Entrevista a Luis de Guindos, vice-presidente do BCE, realizada por Gonçalo Almeida em 13 de setembro

20 de setembro de 2024

Há dois anos, quando o BCE começou a subir as taxas de juro, disse ao Expresso que não sabia até onde podiam ir as taxas. Alguma vez pensou que fosse possível chegar ao patamar a que chegaram?

Falar sobre o passado é sempre muito mais fácil do que falar sobre o futuro. Há dois anos, a inflação estava muito alta. Temos de nos lembrar que rondava os 10%. No auge, tivemos de aumentar bastante a restritividade da nossa política monetária. Mas, penso que agora há boas notícias, que começaram a surgir com a queda da inflação, situada ligeiramente acima de 2% neste momento. Já reduzimos as taxas de juro duas vezes, em 25 pontos base cada, e penso que a mensagem principal que queremos transmitir agora é que a inflação se está a aproximar do nosso objetivo, de 2%, e prevemos que chegará lá no final de 2025.

Os mercados estão a prever cortes em todas as reuniões do BCE até final do ano. Isto é uma possibilidade?

Estamos totalmente empenhados em cumprir o nosso mandato e dependentes dos dados, reunião a reunião. Isso vai depender da evolução de todo o conjunto de dados que vamos receber. Teremos duas reuniões de política monetária do Conselho do BCE, em outubro e dezembro. E é factual se eu disser que, em dezembro, teremos mais informação do que em outubro. Teremos mais informação e novas projeções. Mas, sabe, temos mantido a porta completamente aberta. Queremos preservar a nossa flexibilidade e isso vai depender da evolução dos dados. É bastante claro – e penso que isto é relevante – que os dados da inflação de setembro vão parecer muito positivos devido aos efeitos de base, mas, ao mesmo tempo, no último trimestre do ano, a inflação vai subir devido aos efeitos de base. Portanto, estes são elementos que temos de levar em consideração. Contudo, volto a repetir, todas as opções estão em aberto.

Nas novas projeções macroeconómicas de setembro, o crescimento da economia na área do euro foi revisto em baixa. Considera que o BCE adotou uma política restritiva durante demasiado tempo?

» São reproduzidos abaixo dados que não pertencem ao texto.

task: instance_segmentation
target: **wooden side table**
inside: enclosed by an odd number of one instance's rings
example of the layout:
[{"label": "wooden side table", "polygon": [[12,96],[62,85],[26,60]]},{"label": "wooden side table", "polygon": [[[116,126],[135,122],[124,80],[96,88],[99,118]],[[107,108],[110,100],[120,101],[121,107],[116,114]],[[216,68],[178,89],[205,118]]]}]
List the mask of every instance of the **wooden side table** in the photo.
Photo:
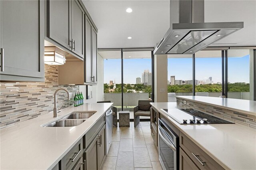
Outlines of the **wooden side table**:
[{"label": "wooden side table", "polygon": [[130,127],[130,111],[119,111],[119,127]]}]

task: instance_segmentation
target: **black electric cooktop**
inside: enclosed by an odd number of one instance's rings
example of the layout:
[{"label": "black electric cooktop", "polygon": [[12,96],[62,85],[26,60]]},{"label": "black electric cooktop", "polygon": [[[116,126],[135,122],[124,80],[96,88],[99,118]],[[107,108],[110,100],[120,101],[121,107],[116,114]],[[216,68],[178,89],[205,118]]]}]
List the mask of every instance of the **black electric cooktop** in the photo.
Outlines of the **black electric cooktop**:
[{"label": "black electric cooktop", "polygon": [[180,124],[234,123],[192,109],[162,110]]}]

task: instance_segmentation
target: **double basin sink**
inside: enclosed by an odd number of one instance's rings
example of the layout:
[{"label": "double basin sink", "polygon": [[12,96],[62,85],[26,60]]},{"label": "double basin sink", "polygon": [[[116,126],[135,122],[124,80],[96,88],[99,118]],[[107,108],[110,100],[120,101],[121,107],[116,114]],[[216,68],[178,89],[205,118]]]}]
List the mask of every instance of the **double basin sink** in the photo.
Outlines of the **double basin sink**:
[{"label": "double basin sink", "polygon": [[73,112],[44,127],[72,127],[81,124],[96,113],[95,111]]}]

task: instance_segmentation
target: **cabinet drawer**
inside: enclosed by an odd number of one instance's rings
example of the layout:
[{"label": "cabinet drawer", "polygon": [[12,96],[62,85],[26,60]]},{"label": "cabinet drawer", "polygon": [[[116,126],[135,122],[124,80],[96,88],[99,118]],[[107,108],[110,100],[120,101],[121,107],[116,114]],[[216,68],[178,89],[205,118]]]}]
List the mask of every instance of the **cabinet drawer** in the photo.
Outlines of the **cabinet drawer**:
[{"label": "cabinet drawer", "polygon": [[62,169],[71,170],[83,153],[83,143],[80,139],[61,160]]},{"label": "cabinet drawer", "polygon": [[224,169],[199,146],[180,132],[180,147],[200,169]]},{"label": "cabinet drawer", "polygon": [[90,144],[95,138],[96,135],[98,134],[102,125],[105,124],[106,121],[105,116],[105,114],[102,115],[84,136],[84,148],[86,149],[87,148]]}]

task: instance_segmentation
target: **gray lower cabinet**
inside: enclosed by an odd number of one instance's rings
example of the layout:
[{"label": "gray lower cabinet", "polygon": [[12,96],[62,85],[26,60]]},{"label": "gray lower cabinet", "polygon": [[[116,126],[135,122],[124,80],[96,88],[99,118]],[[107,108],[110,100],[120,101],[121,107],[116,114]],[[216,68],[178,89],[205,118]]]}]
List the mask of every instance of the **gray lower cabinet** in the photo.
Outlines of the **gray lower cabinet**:
[{"label": "gray lower cabinet", "polygon": [[86,82],[97,83],[97,32],[85,17]]},{"label": "gray lower cabinet", "polygon": [[0,1],[1,81],[44,81],[44,6]]},{"label": "gray lower cabinet", "polygon": [[49,0],[47,12],[47,37],[83,58],[85,13],[79,2]]},{"label": "gray lower cabinet", "polygon": [[180,148],[180,169],[181,170],[199,170],[200,169],[181,148]]},{"label": "gray lower cabinet", "polygon": [[104,125],[84,151],[85,169],[100,170],[106,155],[106,125]]}]

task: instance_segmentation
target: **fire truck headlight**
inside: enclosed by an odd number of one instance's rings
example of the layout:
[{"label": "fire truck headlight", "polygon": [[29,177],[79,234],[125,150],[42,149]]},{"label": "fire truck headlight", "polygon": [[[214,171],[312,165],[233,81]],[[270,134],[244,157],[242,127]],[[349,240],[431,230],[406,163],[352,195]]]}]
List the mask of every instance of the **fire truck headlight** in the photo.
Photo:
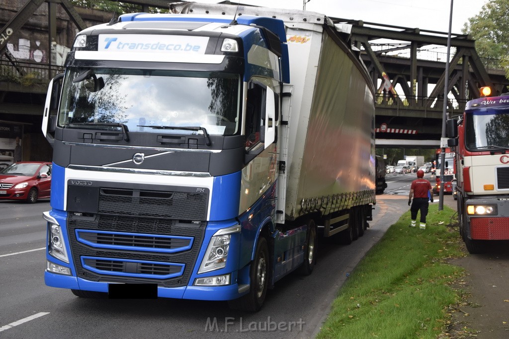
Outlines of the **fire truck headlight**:
[{"label": "fire truck headlight", "polygon": [[205,273],[226,267],[232,234],[240,232],[240,225],[219,230],[210,238],[198,273]]},{"label": "fire truck headlight", "polygon": [[498,214],[496,205],[469,205],[467,206],[467,214],[469,215],[496,215]]}]

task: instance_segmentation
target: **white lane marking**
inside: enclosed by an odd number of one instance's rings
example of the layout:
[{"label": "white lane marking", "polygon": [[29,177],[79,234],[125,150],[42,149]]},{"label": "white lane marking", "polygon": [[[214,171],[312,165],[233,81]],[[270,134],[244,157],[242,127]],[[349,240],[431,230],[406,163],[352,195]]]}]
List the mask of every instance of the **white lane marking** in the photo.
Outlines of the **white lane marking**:
[{"label": "white lane marking", "polygon": [[46,250],[45,247],[42,247],[40,249],[36,249],[35,250],[29,250],[28,251],[22,251],[20,252],[15,252],[14,253],[9,253],[9,254],[3,254],[0,256],[0,258],[2,257],[8,257],[9,256],[15,256],[16,254],[21,254],[22,253],[28,253],[29,252],[33,252],[35,251],[41,251],[42,250]]},{"label": "white lane marking", "polygon": [[27,321],[30,321],[31,320],[33,320],[34,319],[37,319],[39,317],[42,317],[43,316],[45,316],[47,314],[49,314],[49,312],[39,312],[37,314],[34,314],[33,316],[30,316],[30,317],[27,317],[20,320],[18,320],[17,321],[15,321],[13,323],[11,323],[9,325],[6,325],[2,327],[0,327],[0,332],[2,331],[5,331],[6,329],[9,329],[14,326],[17,326],[18,325],[21,325],[23,323],[26,323]]}]

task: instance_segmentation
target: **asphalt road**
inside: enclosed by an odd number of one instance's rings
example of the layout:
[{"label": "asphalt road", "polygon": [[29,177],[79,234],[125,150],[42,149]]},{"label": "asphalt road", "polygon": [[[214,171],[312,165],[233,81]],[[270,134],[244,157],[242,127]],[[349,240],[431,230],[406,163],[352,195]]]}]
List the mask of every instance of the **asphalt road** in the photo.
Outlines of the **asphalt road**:
[{"label": "asphalt road", "polygon": [[313,337],[347,276],[405,210],[381,199],[363,237],[348,246],[321,240],[313,273],[278,282],[256,313],[226,302],[159,298],[87,299],[44,283],[49,202],[0,201],[0,337]]},{"label": "asphalt road", "polygon": [[[388,176],[389,187],[385,194],[377,196],[374,220],[364,236],[348,246],[321,239],[313,273],[292,274],[278,282],[254,314],[231,311],[223,302],[87,299],[46,287],[42,214],[49,203],[0,201],[0,337],[314,337],[355,265],[408,210],[414,176]],[[455,203],[446,196],[444,203]],[[507,251],[459,260],[457,264],[470,272],[461,287],[471,287],[477,301],[471,304],[482,307],[463,310],[468,316],[458,311],[459,326],[470,322],[482,331],[479,338],[507,337],[507,325],[502,323],[509,315],[509,302],[503,301],[509,299]],[[505,336],[498,336],[501,333]]]},{"label": "asphalt road", "polygon": [[[387,175],[385,193],[393,199],[400,197],[407,201],[410,184],[415,177],[415,174]],[[425,177],[433,184],[434,176]],[[382,195],[380,199],[387,198]],[[451,196],[444,195],[443,203],[458,209]],[[466,270],[466,275],[454,287],[467,296],[458,309],[449,310],[453,315],[450,337],[509,337],[509,241],[493,241],[484,254],[469,254],[464,246],[463,252],[465,257],[450,262]],[[465,327],[469,329],[466,331]]]}]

Acho que temos de olhar para a inflação e para a sua evolução. Como já disse, tem sido bastante positiva e agora estamos a caminho de atingir o nosso objetivo no final de 2025. Mas penso que as razões subjacentes à evolução do crescimento das economias europeias estão muito mais relacionadas com outros fatores. É verdade que reduzimos a nossa previsão de crescimento, mas foi uma diminuição marginal, de apenas 0,1 pontos percentuais. No entanto, indicámos algo importante: acreditamos que os riscos para o crescimento estão inclinados para o lado negativo. A nossa projeção de crescimento baseia-se em dois elementos principais. O primeiro é que o consumo vai recuperar e o segundo é que haverá um aumento das exportações líquidas.

O consumo será fundamental?

Penso que o principal fator será a evolução do consumo. Acreditamos que, com a queda da inflação, os rendimentos reais das famílias vão crescer, o que vai reforçar o poder de compra dos agregados familiares. A evolução do mercado de trabalho é positiva, o que fará com que o consumo comece a crescer ao longo do tempo. Mas há outros fatores, como a confiança dos consumidores. Mesmo que os rendimentos reais melhorem, os consumidores podem considerar que há outros elementos que afetam a confiança, como os riscos políticos e outros aspetos que não podemos controlar. Contudo, a nossa previsão é de que a recuperação da economia será baseada no consumo e na recuperação do poder de compra das famílias.

Mas o BCE também reviu em baixa a projeção de crescimento do consumo privado para os próximos três anos. Que impacto é que isto terá nas empresas, principalmente no setor dos serviços? O caso da Volkswagen é um exemplo das dificuldades que se avizinham?

Considero que esse foi um caso muito específico, um caso particular. Vai ser muito importante começarmos a ver uma recuperação do consumo. Esse será o principal motor da recuperação económica, como já lhe disse. Estou plenamente convencido de que o rendimento disponível das famílias, em média, na Europa vai aumentar. Mas há outros fatores em jogo, porque o consumo não responde apenas ao rendimento no curto prazo. Penso que os consumidores precisam de ver aquilo a que os economistas chamam uma melhoria no rendimento permanente, no rendimento a longo prazo. E isso está muito relacionado com o sentimento e a confiança. Mas, neste momento, o nível de incerteza é enorme e é isso que está a moderar o comportamento do consumo. Considero que as bases para a melhoria do consumo no curto prazo estão presentes, embora existam outros fatores que não estão sob o nosso controlo. A confiança, principalmente, terá uma influência determinante no comportamento do consumo. Este é o principal risco que identificamos.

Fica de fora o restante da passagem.